Patients living with heart failure (HF) are vulnerable to hospitalization, ICU admission and death if they develop COVID-19. These risks have been demonstrated regardless of ejection fraction and use of renin–angiotensin–aldosterone system (RAAS) inhibitors.
In September 2021, the Heart Failure Society of America published a scientific statement in the Journal of Cardiac Failure that discusses clinical care for patients with HF during the COVID-19 pandemic. Ankeet S. Bhatt, MD, MBA, a clinical and research fellow in the Division of Cardiovascular Medicine at Brigham and Women’s Hospital, served as a co-chair of the writing committee and first author of the document.
COVID-19 and Myocardial Injury
Multiple cases of myocarditis and cardiomyopathy have been reported in patients with COVID-19. However, the term myocarditis has been based on nonuniform criteria including elevation in troponin concentrations, clinical signs of congestion, decrements in ejection fraction, and/or abnormal cardiac MRI findings.
As with other causes of viral myocarditis, it’s unclear whether the cardiac injury results directly from viral infection or is secondary to an unchecked immune response. Complicating matters, it’s becoming accepted that myocardial injury from SARS-CoV-2 may not require myocyte death or an inflammatory cell infiltration.
Myocardial injury in patients with COVID-19 is more common among those with preexisting cardiovascular disease. The degree of myocardial injury and myocardial stretch, evidenced by elevations in cardiac troponin and natriuretic peptide, are strong predictors of poor outcomes.
Acute HF in Patients with COVID-19
New-onset HF related to COVID-19 infection seems infrequent. Still, routine assessment of congestion, including measurement of natriuretic peptides, is important whether or not inpatients with COVID-19 have a history of HF.

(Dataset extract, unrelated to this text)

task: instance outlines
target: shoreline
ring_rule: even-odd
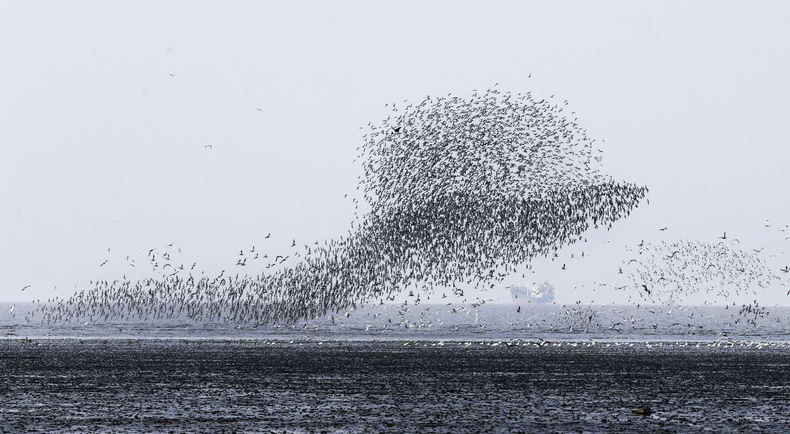
[[[370,338],[360,338],[360,337],[350,337],[350,338],[326,338],[326,337],[310,337],[305,339],[304,335],[302,337],[282,337],[279,336],[101,336],[101,335],[92,335],[92,336],[23,336],[23,335],[5,335],[0,336],[0,342],[14,342],[14,341],[53,341],[53,342],[92,342],[92,341],[113,341],[113,342],[124,342],[124,341],[162,341],[162,342],[260,342],[260,343],[271,343],[271,344],[283,344],[283,345],[293,345],[293,344],[324,344],[324,345],[343,345],[343,344],[391,344],[391,343],[401,343],[401,344],[409,344],[411,345],[414,343],[415,345],[440,345],[440,346],[452,346],[452,345],[464,345],[468,342],[472,342],[474,344],[497,344],[503,345],[507,347],[524,347],[524,346],[535,346],[535,347],[545,347],[551,346],[556,344],[561,344],[563,346],[601,346],[601,345],[645,345],[645,346],[678,346],[678,347],[692,347],[697,344],[698,346],[713,346],[713,347],[748,347],[753,345],[762,345],[762,346],[774,346],[774,347],[781,347],[781,348],[790,348],[790,339],[771,339],[769,337],[762,337],[762,336],[753,336],[753,337],[743,337],[743,336],[727,336],[727,337],[718,337],[714,339],[713,337],[709,339],[700,339],[700,337],[695,338],[686,338],[686,339],[678,339],[676,336],[659,336],[656,339],[644,339],[642,336],[635,336],[633,338],[623,337],[620,339],[615,338],[587,338],[587,339],[578,339],[573,337],[549,337],[549,339],[537,338],[537,337],[527,337],[527,338],[491,338],[491,337],[481,337],[481,338],[464,338],[459,339],[457,337],[449,337],[447,339],[438,339],[433,336],[426,336],[426,337],[410,337],[405,339],[403,337],[370,337]]]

A challenge is an overlap between symptoms and signs of HF and COVID-19, such as shortness of breath and pulmonary infiltrates on imaging. Pleural effusions, cardiomegaly, and inferior vena cava diameter enlargement may signal acute HF and be readily resolved with diuretic therapy.

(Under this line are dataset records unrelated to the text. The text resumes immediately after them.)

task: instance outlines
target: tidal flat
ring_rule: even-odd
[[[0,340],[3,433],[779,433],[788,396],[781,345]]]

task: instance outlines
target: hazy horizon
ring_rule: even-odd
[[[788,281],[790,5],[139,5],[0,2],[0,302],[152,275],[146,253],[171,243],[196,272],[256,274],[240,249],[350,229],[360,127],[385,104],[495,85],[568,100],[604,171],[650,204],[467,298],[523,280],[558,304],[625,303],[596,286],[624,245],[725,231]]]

Management of HF During the Pandemic
Evidence is still accumulating, but current recommendations by drug class are:
- RAAS inhibitors and statins should generally be continued in patients who are at risk for or hospitalized with COVID-19. There is no evidence that discontinuation improves outcomes. Statins may actually benefit hospitalized patients, as randomized trials are examining.
- Anticoagulants—In light of the known prothrombotic state associated with COVID-19, all patients with HF who are hospitalized with COVID-19 should receive prophylactic anticoagulation, and some may benefit from therapeutic anticoagulation. Those with an alternative indication for therapeutic anticoagulation should continue it if there are no contraindications.
- Steroids, immunomodulating therapies (intravenous immunoglobulin) and monoclonal antibodies may require careful monitoring of volume status and additional decongestive therapy in patients with COVID-19 and HF.
- Antiviral agents—No evidence supports a differential approach to their use among patients with HF.
Post-acute COVID-19 Syndrome
Patients can develop post-acute COVID-19 syndrome (PACS, colloquially called “long COVID”) regardless of initial symptom severity. No reports to date suggest a predisposition for PACS among patients with HF, but myopericarditis has been reported six to eight weeks after a COVID-19 diagnosis.
PACS may persist for weeks to months after acute infection, and impaired physical functioning and decreased exercise capacity are common manifestations. Cardiac rehabilitation programs may benefit patients with a history of HF as well as younger patients with de novo cardiac complications.
The CDC recommends booster shots for immunocompromised patients, including those who have undergone heart transplantation. Whether immunosuppression should be altered at the time of vaccine administration is unclear.
The optimal timing and frequency of booster vaccination for non-transplanted patients with HF are also unknown. Isolated cases of myocarditis and HF have been reported after vaccination, particularly in younger adults, but the mechanisms and risk factors are another gap in knowledge.
The detailed scientific statement also addresses:
- Temporary mechanical circulatory support for inpatients with COVID-19 who have HF
- The impact of the COVID-19 pandemic on the care of patients who have undergone or need cardiac transplantation or implantation of left ventricular assist devices
- Telemedicine and implantable devices for remote monitoring
- Racial/ethnic and socioeconomic disparities
- Psychosocial impacts of the pandemic on patients and clinicians
The authors stress that the statement reflects the evidence available at the time of writing and review and is subject to change as new data emerge.